北海道土産やギフトに「小樽再生ガラス」はいかが?〈編集長☆発〉おすすめの「メイドイン北海道」その①

山﨑真理子
山﨑真理子

 北大水産学部時代に1年間、練習船に乗って遠洋航海に出ていた船乗り。北海道新聞社に入社後は、社会部の警察担当を振り出しに、網走、帯広、釧路など道内各地で勤務。東京勤務時代は政権交代時の民主党の番記者として、鳩山政権誕生を取材した。2022年4月にTripEat北海道を立ち上げ、初代編集長に就任。千歳支局長を経て、24年3月から旭川報道部長。

熱したガラスに息を吹き込み成形していく作業の様子

 お世話になった人や親しい人たちに北海道から何か贈りたい。

 そんな時、どんなものを選んでいますか? 北海道土産の定番になっているお菓子や海産物も良いけれど、たまにはちょっと違った何か―を求めている方に、新しい「メイドイン北海道」のオススメ3選をご紹介します。

 自分へのご褒美にも素敵ですよ。

廃ガラスを再生「新たな命」を吹き込む

深川硝子工芸の「小樽再生ガラス」のグラス
深川硝子工芸の「小樽再生ガラス」

 まずは、硝子工芸で有名な小樽から、深川硝子工芸の「小樽再生ガラス」をご紹介します。
 「再生ガラス?」
 と思った方、深川硝子工芸は、廃棄された自動車の窓ガラスからグラスを造っているんです。資源を無駄にせず、環境になるべく優しくしたい、との思いを込めて、職人が一個一個吹き上げて、廃ガラスに新たな命を吹き込んでいます。

小樽再生ガラスを手にする出口健太社長
小樽再生ガラスを手にする出口健太社長


 「小樽切子」などを手がける深川硝子が、小樽再生ガラスを造り始めたのは2017年からです。出口健太社長の父で先代の故・新一郎さんが、「サステナブル(持続可能)な物作り」に取り組むリサイクル業道内大手のマテック(帯広)から話を持ちかけられたのが始まりだったそうです。

廃棄される車の窓ガラスを原料に

小樽再生ガラスの原料となる自動車の窓ガラス
原料となる自動車の窓ガラス

 日本国内では自動車が年間約350万台破棄されているそうです。そのうち金属など部品の多くは資源としてリサイクルされていて、リサイクル率は実に95%と言われているとか。
 一方、窓ガラスは、リサイクルは難しく多くは埋め立てるしかないと聞き、「おもしろい。やってみよう」とテストが始まりました。最初は苦労も多かったようですが、徐々に品質も向上し、2年ほど前から、一般販売できるようになったそうです。

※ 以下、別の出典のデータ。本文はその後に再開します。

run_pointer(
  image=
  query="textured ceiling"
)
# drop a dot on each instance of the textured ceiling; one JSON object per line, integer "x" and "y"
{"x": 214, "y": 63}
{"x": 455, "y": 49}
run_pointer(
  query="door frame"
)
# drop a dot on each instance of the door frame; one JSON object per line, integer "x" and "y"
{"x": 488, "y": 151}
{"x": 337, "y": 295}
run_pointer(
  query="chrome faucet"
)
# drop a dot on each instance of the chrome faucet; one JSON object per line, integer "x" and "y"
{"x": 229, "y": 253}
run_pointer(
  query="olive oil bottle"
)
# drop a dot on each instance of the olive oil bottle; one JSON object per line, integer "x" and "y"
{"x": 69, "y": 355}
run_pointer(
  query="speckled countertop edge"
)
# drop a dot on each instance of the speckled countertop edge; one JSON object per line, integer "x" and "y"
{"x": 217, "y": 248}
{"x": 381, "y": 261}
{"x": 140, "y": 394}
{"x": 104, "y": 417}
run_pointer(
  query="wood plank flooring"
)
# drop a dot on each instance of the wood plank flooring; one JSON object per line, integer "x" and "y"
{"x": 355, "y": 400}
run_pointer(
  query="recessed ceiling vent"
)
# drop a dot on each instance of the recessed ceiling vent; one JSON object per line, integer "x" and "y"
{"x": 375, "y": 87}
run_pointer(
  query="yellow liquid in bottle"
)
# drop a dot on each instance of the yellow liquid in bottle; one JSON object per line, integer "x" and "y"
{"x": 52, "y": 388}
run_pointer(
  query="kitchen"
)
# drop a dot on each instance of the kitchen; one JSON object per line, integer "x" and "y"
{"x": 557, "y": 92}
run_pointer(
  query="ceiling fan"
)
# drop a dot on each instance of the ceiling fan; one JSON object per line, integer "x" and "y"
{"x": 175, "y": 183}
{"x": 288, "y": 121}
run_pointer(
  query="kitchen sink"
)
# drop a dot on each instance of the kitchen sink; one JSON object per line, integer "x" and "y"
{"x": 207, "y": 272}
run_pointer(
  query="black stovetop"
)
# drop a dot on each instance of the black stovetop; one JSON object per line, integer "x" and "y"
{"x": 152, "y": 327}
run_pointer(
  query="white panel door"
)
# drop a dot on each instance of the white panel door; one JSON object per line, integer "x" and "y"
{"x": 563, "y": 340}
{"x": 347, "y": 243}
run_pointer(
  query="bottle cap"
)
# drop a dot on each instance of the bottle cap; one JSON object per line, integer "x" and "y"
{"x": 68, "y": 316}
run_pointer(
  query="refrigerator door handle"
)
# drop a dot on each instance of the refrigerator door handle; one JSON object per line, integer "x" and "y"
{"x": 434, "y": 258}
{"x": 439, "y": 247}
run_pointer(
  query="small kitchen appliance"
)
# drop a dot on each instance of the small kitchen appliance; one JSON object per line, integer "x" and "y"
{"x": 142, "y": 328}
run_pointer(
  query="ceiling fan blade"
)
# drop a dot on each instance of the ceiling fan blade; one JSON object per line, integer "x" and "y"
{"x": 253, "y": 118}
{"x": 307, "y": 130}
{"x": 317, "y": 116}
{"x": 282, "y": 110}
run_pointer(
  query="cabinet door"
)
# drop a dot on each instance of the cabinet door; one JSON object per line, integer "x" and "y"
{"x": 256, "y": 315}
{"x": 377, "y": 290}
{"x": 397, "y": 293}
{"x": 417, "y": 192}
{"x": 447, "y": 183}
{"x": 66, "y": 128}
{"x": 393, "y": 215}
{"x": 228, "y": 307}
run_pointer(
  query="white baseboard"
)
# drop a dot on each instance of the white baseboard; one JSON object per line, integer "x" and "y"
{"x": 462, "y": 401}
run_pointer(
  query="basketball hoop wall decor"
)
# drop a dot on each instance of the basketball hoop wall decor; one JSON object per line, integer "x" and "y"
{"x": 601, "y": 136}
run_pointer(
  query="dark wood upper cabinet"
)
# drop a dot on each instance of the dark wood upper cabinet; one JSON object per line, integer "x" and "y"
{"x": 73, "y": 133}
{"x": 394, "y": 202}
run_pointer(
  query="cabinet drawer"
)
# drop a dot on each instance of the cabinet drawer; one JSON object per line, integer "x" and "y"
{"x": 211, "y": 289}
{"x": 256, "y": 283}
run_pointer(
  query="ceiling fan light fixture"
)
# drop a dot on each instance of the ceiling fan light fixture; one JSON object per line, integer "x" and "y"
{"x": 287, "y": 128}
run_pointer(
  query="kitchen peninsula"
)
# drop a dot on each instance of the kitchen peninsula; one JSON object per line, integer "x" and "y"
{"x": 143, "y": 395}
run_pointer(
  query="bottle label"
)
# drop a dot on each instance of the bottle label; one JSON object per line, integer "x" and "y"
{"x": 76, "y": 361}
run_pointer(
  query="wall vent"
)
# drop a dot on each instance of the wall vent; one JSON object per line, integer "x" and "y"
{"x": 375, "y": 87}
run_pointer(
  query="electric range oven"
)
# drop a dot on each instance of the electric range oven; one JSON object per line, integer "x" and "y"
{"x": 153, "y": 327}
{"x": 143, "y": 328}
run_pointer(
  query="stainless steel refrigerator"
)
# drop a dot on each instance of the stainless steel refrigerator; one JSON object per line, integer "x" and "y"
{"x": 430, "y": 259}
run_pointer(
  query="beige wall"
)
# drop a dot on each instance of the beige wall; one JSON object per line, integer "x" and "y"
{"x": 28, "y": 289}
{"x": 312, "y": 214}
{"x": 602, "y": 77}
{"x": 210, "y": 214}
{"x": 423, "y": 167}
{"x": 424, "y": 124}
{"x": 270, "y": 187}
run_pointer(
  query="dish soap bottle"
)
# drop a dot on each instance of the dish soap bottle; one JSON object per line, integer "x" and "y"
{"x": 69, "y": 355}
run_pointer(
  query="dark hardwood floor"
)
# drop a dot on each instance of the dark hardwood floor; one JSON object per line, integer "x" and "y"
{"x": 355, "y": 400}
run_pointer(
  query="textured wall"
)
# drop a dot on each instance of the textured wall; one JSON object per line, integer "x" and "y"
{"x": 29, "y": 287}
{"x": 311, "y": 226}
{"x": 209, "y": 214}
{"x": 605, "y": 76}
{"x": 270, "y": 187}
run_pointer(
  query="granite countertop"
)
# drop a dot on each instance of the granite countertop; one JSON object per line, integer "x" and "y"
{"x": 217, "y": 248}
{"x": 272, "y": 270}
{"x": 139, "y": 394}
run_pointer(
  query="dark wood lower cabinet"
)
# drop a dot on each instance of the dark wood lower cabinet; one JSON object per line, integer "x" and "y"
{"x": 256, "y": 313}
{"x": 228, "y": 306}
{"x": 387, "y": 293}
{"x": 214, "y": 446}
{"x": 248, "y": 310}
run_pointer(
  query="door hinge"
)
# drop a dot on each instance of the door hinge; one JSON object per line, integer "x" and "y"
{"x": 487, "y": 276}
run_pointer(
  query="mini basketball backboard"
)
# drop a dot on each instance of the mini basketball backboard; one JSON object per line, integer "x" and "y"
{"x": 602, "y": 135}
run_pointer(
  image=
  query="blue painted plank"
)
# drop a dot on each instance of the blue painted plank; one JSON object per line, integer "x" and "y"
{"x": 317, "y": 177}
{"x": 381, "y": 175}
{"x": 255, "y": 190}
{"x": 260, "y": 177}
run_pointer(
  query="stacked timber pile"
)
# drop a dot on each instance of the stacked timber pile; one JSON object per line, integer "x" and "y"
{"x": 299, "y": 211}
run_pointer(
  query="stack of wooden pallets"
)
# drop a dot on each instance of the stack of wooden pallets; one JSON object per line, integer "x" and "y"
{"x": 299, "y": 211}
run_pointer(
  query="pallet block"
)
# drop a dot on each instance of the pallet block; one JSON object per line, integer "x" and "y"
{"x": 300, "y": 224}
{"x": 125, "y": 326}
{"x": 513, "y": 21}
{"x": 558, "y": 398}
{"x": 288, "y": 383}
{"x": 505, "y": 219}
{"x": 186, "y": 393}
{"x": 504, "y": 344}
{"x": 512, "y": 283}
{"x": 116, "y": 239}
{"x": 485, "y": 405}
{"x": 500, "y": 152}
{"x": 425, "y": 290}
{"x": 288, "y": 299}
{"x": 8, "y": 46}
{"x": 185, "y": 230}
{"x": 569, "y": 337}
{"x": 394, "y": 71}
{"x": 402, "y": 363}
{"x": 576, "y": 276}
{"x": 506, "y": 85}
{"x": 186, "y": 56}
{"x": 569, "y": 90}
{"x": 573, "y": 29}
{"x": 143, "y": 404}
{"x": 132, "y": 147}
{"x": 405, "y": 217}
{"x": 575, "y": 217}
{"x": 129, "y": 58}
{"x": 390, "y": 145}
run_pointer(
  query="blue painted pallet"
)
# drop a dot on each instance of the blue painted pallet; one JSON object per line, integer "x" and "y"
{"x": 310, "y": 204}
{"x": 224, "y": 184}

1枚1枚、手作業で外されて、深川硝子工芸に運ばれてくる原料の窓ガラスを手にする出口社長
窓ガラスは1枚1枚、手作業で外されて、深川硝子工芸に運ばれてくる

 窓ガラスは1枚1枚、人の手で外してトラックで運びます。そのため「遠くからガソリン代をかけて運ぶのはサステナブルじゃない」(マテック)と、深川硝子から一番近い石狩市の解体工場だけから調達しています。

作業スピード1.5倍速、熟練の技で

深川硝子工芸の作業場
深川硝子工芸の作業場

 深川硝子に届けられた窓ガラスは、目視で不純物を取り除いた後、数日かけて溶かし、グラスにしていきます。小樽再生ガラスは、職人さんが4人1組になって分業制で造ります。が、最初は相当てこずったそうです。

小樽再生ガラスの製作の様子
ガラスが溶かされている炉

 窓ガラスは、ガラス製造向け原料とは違い、冷めにくくする原料が入っていません。そのため熱したガラスが固まるスピードが通常より速く、「作業スピードを1・5倍速」にする必要があったそうです。

 恐ろしい話ですが、そこはさすが職人さん。熟練の技と連携作業で、今では半日で約400個を製造できるようになりました。

真っ赤なガラスの整形
真っ赤なガラスの玉

 ここ数年、国連の「持続可能な開発目標(SDGs)」への注目が集まり、首都圏などのセレクトショップや、大企業などが自社のイメージアップのため入手したいとの問い合わせが増えているそうです。

職人が一個一個ガラスを吹き上げていく様子
職人が一個一個吹き上げていく

薄緑色やグレー、独特の色合いも魅力

 小樽再生ガラスの特徴は、独特の色合いです。これまで運転席と助手席の窓ガラスを使っていたため、薄緑色のグラスに仕上がっていましたが、今年は新色のグレーも加わりました。スモークが入った後部座席の窓ガラスです。

作業場でのガラスの製作作業の様子

 製品ごとに色が微妙に違い、不純物が混じるため、気泡が多いのも再生ガラスならではの魅力です。

熱を帯びて真っ赤に染まる小樽再生ガラス
熱を帯びて真っ赤に染まる小樽再生ガラス
温度が下がり色が変わっていくガラス
温度が下がると色が変わっていく

 実は、主に砂が原料のガラスは、リサイクル性に優れた素材なんです。リサイクルという手間のかかる作業をすることで、限りある天然資源を循環させていく―。ヨーロッパでは古くからその考えが文化的に浸透していて、溶かしては作り直し、新たな付加価値を持たせて販売するというサイクルができています。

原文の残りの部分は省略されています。